Violence I can just about cope with as long as it’s not too graphic. Cruelty or tragedy are definite No-No’s. I can’t watch tragic films, news stories or documentaries and I would also add reading about such stories is not an option. For example, these are a handful of the books from my childhood that I have never read because I can’t cope with the extreme emotions they would create;
Black Beauty
Tarka the Otter
Watership Down
I still have these books on my shelf from the 1970’s. My sister bought them for me and the dates are written in the fly cover. They remain treasured possessions but unread.

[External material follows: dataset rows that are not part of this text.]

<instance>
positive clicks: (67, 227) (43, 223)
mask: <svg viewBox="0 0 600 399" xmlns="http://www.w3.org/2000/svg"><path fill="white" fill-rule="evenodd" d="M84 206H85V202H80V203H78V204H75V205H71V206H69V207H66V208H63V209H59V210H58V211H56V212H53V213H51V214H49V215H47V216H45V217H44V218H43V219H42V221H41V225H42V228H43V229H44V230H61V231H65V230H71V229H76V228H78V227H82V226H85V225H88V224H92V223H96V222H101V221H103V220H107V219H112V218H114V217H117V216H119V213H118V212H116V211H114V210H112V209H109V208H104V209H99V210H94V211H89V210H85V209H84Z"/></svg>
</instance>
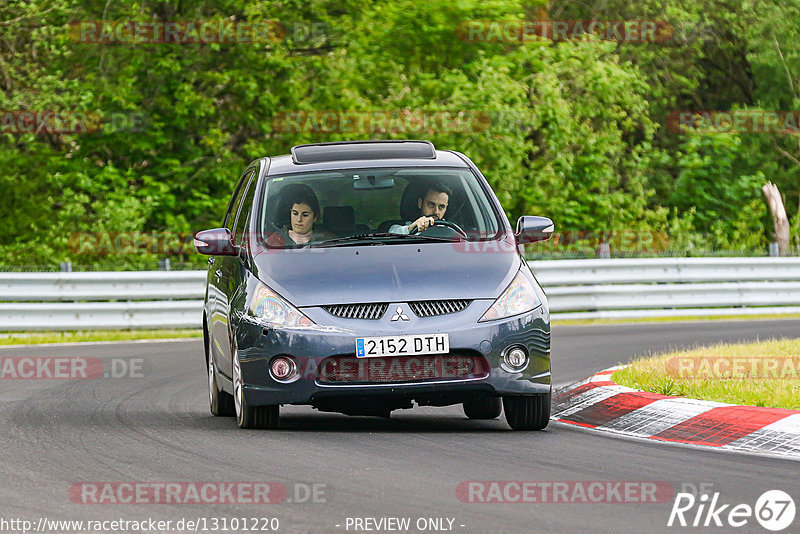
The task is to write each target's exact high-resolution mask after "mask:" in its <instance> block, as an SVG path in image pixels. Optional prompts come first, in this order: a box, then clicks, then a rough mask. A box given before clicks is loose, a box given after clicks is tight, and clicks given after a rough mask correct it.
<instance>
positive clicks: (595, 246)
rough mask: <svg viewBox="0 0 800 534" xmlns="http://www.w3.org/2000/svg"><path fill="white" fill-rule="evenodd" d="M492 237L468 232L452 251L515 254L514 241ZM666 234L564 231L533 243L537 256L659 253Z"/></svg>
mask: <svg viewBox="0 0 800 534" xmlns="http://www.w3.org/2000/svg"><path fill="white" fill-rule="evenodd" d="M493 237H494V234H487V233H482V232H467V238H466V240H459V241H454V242H453V248H455V249H456V250H457V251H458V252H463V253H480V254H495V253H500V254H503V253H513V254H516V252H517V244H516V241H515V240H508V239H507V240H496V239H493ZM669 243H670V239H669V235H668V234H667V233H666V232H651V231H639V230H611V231H606V232H592V231H583V230H581V231H565V232H553V234H551V236H550V238H549V239H548V240H547V241H543V242H539V243H536V245H535V246H536V251H537V252H579V251H587V250H597V249H598V248H599V247H600V245H601V244H607V245H608V246H609V248H610V250H613V251H614V252H661V251H664V250H667V249H668V248H669Z"/></svg>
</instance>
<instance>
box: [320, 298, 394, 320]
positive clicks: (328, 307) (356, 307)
mask: <svg viewBox="0 0 800 534" xmlns="http://www.w3.org/2000/svg"><path fill="white" fill-rule="evenodd" d="M388 307H389V305H388V304H386V303H385V302H382V303H381V302H378V303H373V304H339V305H336V306H323V309H324V310H325V311H326V312H328V313H330V314H331V315H335V316H336V317H341V318H342V319H369V320H373V321H374V320H377V319H380V318H381V317H383V314H384V313H386V308H388Z"/></svg>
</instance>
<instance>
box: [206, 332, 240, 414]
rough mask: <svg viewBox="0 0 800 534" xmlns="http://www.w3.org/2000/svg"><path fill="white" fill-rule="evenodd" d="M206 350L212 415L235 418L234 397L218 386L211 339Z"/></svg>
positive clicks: (209, 399)
mask: <svg viewBox="0 0 800 534" xmlns="http://www.w3.org/2000/svg"><path fill="white" fill-rule="evenodd" d="M207 337H209V336H207ZM206 350H207V353H206V354H207V357H208V404H209V407H210V409H211V413H212V414H213V415H216V416H217V417H233V416H234V415H236V409H235V407H234V405H233V395H231V394H230V393H226V392H225V391H223V390H221V389H219V385H218V384H217V368H216V367H217V366H216V365H214V358H213V357H212V356H211V341H210V337H209V341H208V346H207V349H206Z"/></svg>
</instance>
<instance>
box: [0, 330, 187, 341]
mask: <svg viewBox="0 0 800 534" xmlns="http://www.w3.org/2000/svg"><path fill="white" fill-rule="evenodd" d="M202 336H203V331H202V330H200V329H199V328H198V329H196V330H85V331H79V332H6V333H2V332H0V345H34V344H38V343H76V342H84V341H134V340H139V339H177V338H191V337H202Z"/></svg>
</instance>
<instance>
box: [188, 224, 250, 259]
mask: <svg viewBox="0 0 800 534" xmlns="http://www.w3.org/2000/svg"><path fill="white" fill-rule="evenodd" d="M194 246H195V247H196V248H197V252H199V253H200V254H205V255H206V256H237V255H238V254H239V247H237V246H236V245H234V244H233V234H231V231H230V230H228V229H227V228H214V229H212V230H203V231H202V232H197V233H196V234H195V235H194Z"/></svg>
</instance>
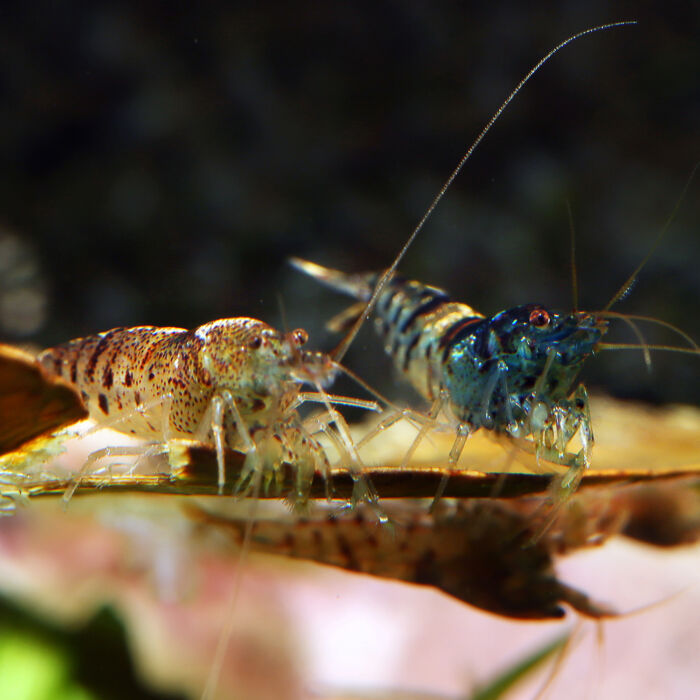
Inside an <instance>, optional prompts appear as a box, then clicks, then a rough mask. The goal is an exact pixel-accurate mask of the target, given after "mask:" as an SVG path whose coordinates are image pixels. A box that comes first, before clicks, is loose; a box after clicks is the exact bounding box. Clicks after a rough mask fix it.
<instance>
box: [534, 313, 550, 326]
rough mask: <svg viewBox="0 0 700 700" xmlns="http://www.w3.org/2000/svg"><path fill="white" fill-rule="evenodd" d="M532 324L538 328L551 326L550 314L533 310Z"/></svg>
mask: <svg viewBox="0 0 700 700" xmlns="http://www.w3.org/2000/svg"><path fill="white" fill-rule="evenodd" d="M530 324H531V325H533V326H535V327H537V328H544V327H545V326H548V325H549V314H548V313H547V312H546V311H545V310H544V309H533V310H532V311H531V312H530Z"/></svg>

Digestive disorders and lower back problems
It seems that I am prone to stones! Exactly 9 years ago I was very ill with gall stones and had to have my gall bladder removed. This week I have been diagnosed with kidney stones, an infection and renal colic. When I had reflexology 2 years ago, potential digestive issues were highlighted as an area I need to be mindful of. Need I say more.
Constant fatigue
I have learned how to control this much better over the years but it can still strike if I allow my self-preservation techniques to relapse. I have a number of books about ME on my bookshelf which date back to my glandular fever days and an initial diagnosis of post viral syndrome.
Addictive personality
It’s all or nothing I’m afraid! If it’s a glass, it has to be the whole bottle. One chocolate? No, it has to be the box.
Creative
Very.
- Funky shoes-hand-made bows!
- Upcycling by Decopatch
- A card I made for a colleague
- Knitted flowers
- Heart picture made from an old map
- Kaisercraft small drawer set
- Decopatch 9 drawers
- Advent calendar 2012
- ATC
- Bird song picture
- Birthday card for Pippa
To be continued…….
I love your creativity. Constant fatigue, just sucks…I am sorry you feel that constant drag. This is an interesting insight; I am not familiar with the term and no one will ever ‘accuse’ me of being one. Dissociation tends to make me look/act like something I may or may not be.
I used to be accused of being empathic. Yes, I felt like it was an accusation, and I denied it stringently. I dumped it in with things like magic, anything that required a bit of conning. I remember at the time it wasn’t kindly portrayed in the media. There was no way I wanted to be a “parasite” and prey on other people’s emotions and tragedies. Several years ago, I read a book about highly sensitive people and saw myself. Reading through your description, I see myself again, only a little more clearly. Reading through your post it isn’t scary. It simply is. Now, the question is: am I ready to explore this? Maybe it’s time because this is so me. Maybe all the upheaval of late is me preparing to learn something new, something I’ve been afraid to acknowledge in the past. I worry because I’m not nearly as nice as you; I’m pretty prickly. My only excuse is it was the only way to survive. I’m looking forward to reading the next post. Thank you for sharing this.
I will respond in more detail when I’ve had time to think about this-it’s all new to me too! In the meantime I just want to let you know that I have to word hard at being “nice”! I can be prickly too and I have a long memory 😀
LOL!
That’s a really interesting comment about being told you are an Empath might sound like an accusation. It never occurred to me that it could be taken as such.Something to mull over.
Thank you for sharing.
It’s a lot to do with the word itself. It’s a harsh word considering its associations and to me sounds alien. It has little to do with it being pointed out I just don’t like the word I guess!
Yes, understandable. Do you mind me asking what you feel a more gentler approach would be?
I will have a think!
Perhaps I am uber-sensitive about the word “Empath” but I do think that it’s an “ugly” word and the accusatory comment is more linked to the word itself rather than the concept. I guess if you say “you have all the qualities of an Empath” that would be a little softer and would also allow the person to explore the possibility instead of being “told” that they fit a particular label? I am not annoyed, angry or irritated by this at all and I would hate you to think that I am! It’s an interesting topic and one which I will explore further for sure.
Thank you. It’s a subject that I feel needs to have more awareness, but it’s tricky. I appreciate your time and thoughts.